Bowling also says that he only objects to the way that testing has warped and twisted schooling, but that's inevitable. For the tests to generate data, students and teachers must be forced to take them seriously, which means high stakes (particularly for those folks who want the data specifically in order to close schools and fire teachers), and high stakes mean intense focus and that means twisting and warping.

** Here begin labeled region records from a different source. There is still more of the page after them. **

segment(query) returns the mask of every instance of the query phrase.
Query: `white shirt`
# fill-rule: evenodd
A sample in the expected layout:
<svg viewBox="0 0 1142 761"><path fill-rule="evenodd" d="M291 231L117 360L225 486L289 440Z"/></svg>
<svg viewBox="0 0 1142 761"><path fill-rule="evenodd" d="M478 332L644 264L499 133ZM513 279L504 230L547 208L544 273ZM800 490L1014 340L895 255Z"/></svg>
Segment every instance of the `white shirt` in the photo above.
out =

Bowling ends with examples of the data collection all around us-- fitbits (me too, but Bowling is a more determined walker than I) and battery charge readouts and weight. But those data are actual numbers corresponding to real things. My fitbit doesn't try to tell me how much I've walked today by counting the hairs on my wrist; it also doesn't use my step count to deduce my height, weight, blood pressure and show size. It only measures what it measures. And BS Tests only measure how many times the student selected a response that the test manufacturer wanted her to. That's supposed to be a proxy of achievement; I don't believe it's anything remotely like an accurate proxy.

Bottom Line 

I appreciate Bowling's thoughtful approach to the questions. And we folks on the pro public ed side of the reformy debates would do well to remember that we still need answers to the question of how the needs of poor students can best be met. Bowling is concerned that removing the current system leaves us with nothing to act on; I believe it is providing us nothing to act on now, and wasting our time and resources to boot. How to thread the needle and still get to eat our cake is a problem that still needs to be solved.

You can find Bowling's next post in this series here.

1 comment:

  1. The one thing everybody ought to agree on is that tests should not be used in any way to evaluate individual teachers, since it's clear they are not a valid indicator of the effectiveness of the individual teacher; and since it's systematically unfair to use them this way, doing so will only drive teachers and prospective teachers away from the system, and especially from the schools that need them the most. That much should be clear.

    After that we can debate whether or not testing has any intrinsic value; if so, what kind of action should be indicated from the scores; and whether using the scores to punish schools will produce useful results or be counterproductive.